Across customer service and virtual care, AI has been proposed as an ideal solution for assessing the work of remote staff. Using AI, organizations can capture and analyze data from every call and every staff member, then use that information to measure call quality and staff performance in a comprehensive, scalable way.
But while I often write about the power and potential of AI and conversation intelligence in virtual care, any tool that records calls or monitors staff must be implemented with care.
This technology could certainly be a game-changer when it comes to telehealth QA and measuring remote team performance. But to ensure both patient and staff satisfaction, virtual care leaders need to take an approach that drives call quality without compromising staff privacy and trust.
For me, the key is to focus on implementing solutions that are designed to work with staff, not serve as taskmaster or tattletale.
Instead of using AI as a means of collecting ‘evidence’ with which to praise or punish staff, virtual care leaders should strive to offer staff AI solutions that empower them to do their best work.
Here are three key areas in which AI can help teams drive and measure call quality in a way that’s both transparent and empowering for remote staff:
Automated call scoring
AI can automatically and instantly show staff a score for every call based on how well they’re following their organization’s best practices.

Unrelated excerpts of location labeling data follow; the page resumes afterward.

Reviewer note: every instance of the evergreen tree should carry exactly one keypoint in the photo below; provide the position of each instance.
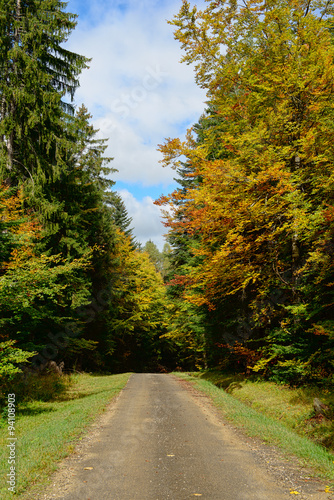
(120, 215)
(36, 73)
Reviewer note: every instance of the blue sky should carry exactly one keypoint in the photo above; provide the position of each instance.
(138, 94)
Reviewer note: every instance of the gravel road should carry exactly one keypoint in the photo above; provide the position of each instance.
(162, 440)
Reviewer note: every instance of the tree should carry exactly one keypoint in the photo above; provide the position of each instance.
(36, 74)
(137, 312)
(261, 213)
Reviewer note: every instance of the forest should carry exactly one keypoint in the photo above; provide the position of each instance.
(246, 279)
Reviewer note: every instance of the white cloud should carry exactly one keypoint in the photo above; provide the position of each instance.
(136, 89)
(146, 218)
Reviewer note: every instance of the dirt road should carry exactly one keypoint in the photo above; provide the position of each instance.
(161, 441)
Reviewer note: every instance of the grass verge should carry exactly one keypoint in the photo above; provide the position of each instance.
(47, 431)
(271, 430)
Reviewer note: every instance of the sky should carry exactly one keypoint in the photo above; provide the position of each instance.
(138, 94)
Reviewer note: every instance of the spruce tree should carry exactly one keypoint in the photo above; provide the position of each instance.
(36, 75)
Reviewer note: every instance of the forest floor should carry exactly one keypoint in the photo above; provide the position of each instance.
(163, 439)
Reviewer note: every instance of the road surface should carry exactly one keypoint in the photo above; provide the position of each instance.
(161, 441)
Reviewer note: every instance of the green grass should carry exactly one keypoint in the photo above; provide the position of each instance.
(270, 412)
(47, 431)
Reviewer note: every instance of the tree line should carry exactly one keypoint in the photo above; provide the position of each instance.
(252, 221)
(74, 284)
(246, 279)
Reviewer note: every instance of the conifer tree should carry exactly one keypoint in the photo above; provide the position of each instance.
(36, 76)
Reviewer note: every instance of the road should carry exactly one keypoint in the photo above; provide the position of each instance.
(161, 441)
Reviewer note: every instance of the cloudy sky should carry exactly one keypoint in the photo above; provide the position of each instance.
(138, 93)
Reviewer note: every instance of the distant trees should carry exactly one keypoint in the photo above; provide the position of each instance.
(254, 211)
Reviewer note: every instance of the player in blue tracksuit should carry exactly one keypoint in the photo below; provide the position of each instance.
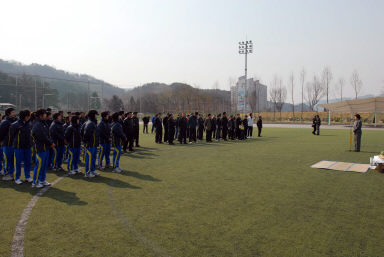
(91, 140)
(42, 144)
(6, 140)
(57, 134)
(118, 137)
(73, 138)
(22, 143)
(104, 130)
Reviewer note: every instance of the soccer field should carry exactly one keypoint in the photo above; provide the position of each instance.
(252, 198)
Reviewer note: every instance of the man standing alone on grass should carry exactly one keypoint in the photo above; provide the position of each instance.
(136, 129)
(159, 129)
(259, 126)
(6, 140)
(105, 140)
(91, 139)
(22, 143)
(42, 144)
(192, 127)
(208, 128)
(171, 129)
(118, 138)
(357, 132)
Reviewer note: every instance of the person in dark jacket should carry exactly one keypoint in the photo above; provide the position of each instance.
(165, 124)
(42, 144)
(192, 127)
(208, 128)
(136, 129)
(171, 128)
(6, 141)
(145, 124)
(238, 122)
(57, 134)
(357, 132)
(91, 140)
(183, 129)
(128, 130)
(104, 128)
(118, 138)
(200, 123)
(22, 143)
(214, 126)
(259, 125)
(159, 129)
(218, 127)
(73, 138)
(224, 126)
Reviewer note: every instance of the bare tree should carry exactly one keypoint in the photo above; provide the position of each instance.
(302, 80)
(315, 91)
(292, 82)
(281, 96)
(356, 83)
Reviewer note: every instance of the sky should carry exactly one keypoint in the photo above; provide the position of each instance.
(128, 43)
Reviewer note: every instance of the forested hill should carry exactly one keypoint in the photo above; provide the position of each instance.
(63, 81)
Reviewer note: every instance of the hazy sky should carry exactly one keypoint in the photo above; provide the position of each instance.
(132, 42)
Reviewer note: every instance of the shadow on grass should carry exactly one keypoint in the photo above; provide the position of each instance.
(108, 181)
(70, 198)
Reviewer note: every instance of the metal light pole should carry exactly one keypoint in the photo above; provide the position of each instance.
(245, 48)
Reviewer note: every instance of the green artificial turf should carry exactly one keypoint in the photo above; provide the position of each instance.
(252, 198)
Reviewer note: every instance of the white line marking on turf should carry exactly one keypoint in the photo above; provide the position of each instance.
(136, 233)
(18, 238)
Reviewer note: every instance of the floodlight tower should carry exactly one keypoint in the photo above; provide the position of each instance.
(245, 48)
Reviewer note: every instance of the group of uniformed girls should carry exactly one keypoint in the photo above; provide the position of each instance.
(39, 140)
(193, 126)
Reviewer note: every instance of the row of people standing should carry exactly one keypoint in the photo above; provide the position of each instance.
(193, 127)
(35, 138)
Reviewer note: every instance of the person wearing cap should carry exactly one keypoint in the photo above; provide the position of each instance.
(357, 132)
(73, 138)
(91, 140)
(56, 131)
(22, 143)
(42, 144)
(7, 141)
(105, 140)
(136, 129)
(128, 130)
(118, 138)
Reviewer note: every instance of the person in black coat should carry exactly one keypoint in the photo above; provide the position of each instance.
(183, 129)
(171, 128)
(128, 130)
(200, 131)
(56, 131)
(259, 125)
(224, 126)
(159, 129)
(165, 124)
(22, 143)
(136, 129)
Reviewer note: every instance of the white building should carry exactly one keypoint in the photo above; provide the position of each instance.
(254, 96)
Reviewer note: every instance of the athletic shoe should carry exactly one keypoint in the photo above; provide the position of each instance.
(8, 177)
(38, 185)
(18, 182)
(117, 170)
(45, 183)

This not only offers staff a clear target to shoot for (such as getting a perfect score on every call), but also shines new light on their performance.
Remote staff can easily see when they need to improve and make adjustments before poor performance becomes the norm, or find additional confidence and rest assured knowing their quality work is being acknowledged.
Instead of waiting for a surprise one-on-one or annual performance review to hear how their work is perceived by their manager, staff can immediately see how they’re doing.
Real-time feedback
Quality feedback in telehealth can be hard to come by, as it’s often delayed, infrequent or based on only a handful of interactions.
AI can analyze each call as it happens and give staff feedback on key steps they may have missed or suggest resources and responses based on the context of the interaction. Staff can also get instant positive reinforcement when they show strong performance.
By giving staff feedback in real time, organizations can reinforce best practices and ensure call quality in a transparent, supportive way.
Workflow automation
Along with making it easier for virtual care staff to see how they’re performing, AI can drive call quality and staff satisfaction indirectly by automating the dull tasks that sap workers’ time and energy.
Via solutions like automated call notes, AI can help virtual care staff focus less on paperwork and more on patients. This should improve the telehealth experience on both ends of the line and reassure work-from-home-wary employers that staff are focusing their energy on what matters most.
Bottom line: Finding the right balance is key
A lack of QA workflows can pose a serious threat to work-from-home arrangements at virtual care companies, putting remote staff at a disadvantage when it comes to career development and advancement. It can also lead to excessive employee monitoring and micromanagement of remote staff, tanking team morale and driving attrition.
But by taking QA seriously and responsibly implementing AI solutions that aim to empower staff instead of controlling them, virtual care leaders can ensure that their work-from-home arrangements are sustainable and that staff are satisfied and providing quality care.